A Fiocruz afirma também que negocia com a AstraZeneca o recebimento de quantidades extras do IFA necessário para a produção da vacina contra a Covid-19 no Brasil. Segundo a fundação, como os processos para a fabricação da vacina 100% nacional devem se estender para o segundo semestre, as remessas adicionais do ingrediente ativo podem reforçar a produção e as entregas dos imunizantes até lá.
Para os próximos meses, a programação da Fiocruz é de que as entregas das vacinas cresçam em volume e cheguem a 21,5 milhões, em maio; 34,2 milhões, em junho; e 22 milhões, em julho. Desse modo, a fundação cumprirá a meta de produzir 100,4 milhões de doses a partir do ingrediente farmacêutico ativo importado. Já para o segundo semestre, a Fiocruz prevê produzir 110 milhões de doses com IFA fabricado no Brasil.
Iniciativa privada garante nova fábrica do Butantan
A Butantan, fabricante da Coronavac, também tem planos ambiciosos de ampliar suas unidades e garantir a produção nacional de insumos e imunizantes para garantir totalmente a demanda interna a partir do segundo semestre deste ano. A nova fábrica do instituto paulista começou a ser construída ainda em novembro de 2020 e tem sido realizada graças a iniciativa privada, que garantiu doações para a realização das obras.

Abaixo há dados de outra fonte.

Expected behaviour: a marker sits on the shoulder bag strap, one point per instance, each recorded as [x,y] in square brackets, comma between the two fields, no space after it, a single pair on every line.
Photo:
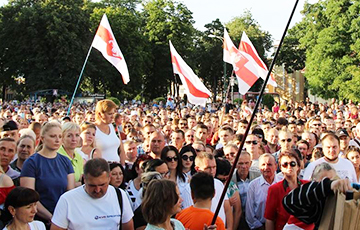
[118,193]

Segundo o próprio Butantan, a expectativa é de que a nova unidade tenha cerca de 11 mil metros quadrados e uma capacidade de produção anual de 100 milhões de doses do imunizante contra a Covid-19, produzido integralmente no Brasil, eliminando por completo a necessidade da dependência internacional por insumos.
O término das obras está previsto para 30 de setembro deste ano. Com isso, as primeiras doses da vacina seriam produzidas somente em dezembro. A expectativa é para que a produção industrial tenha início apenas em janeiro de 2022.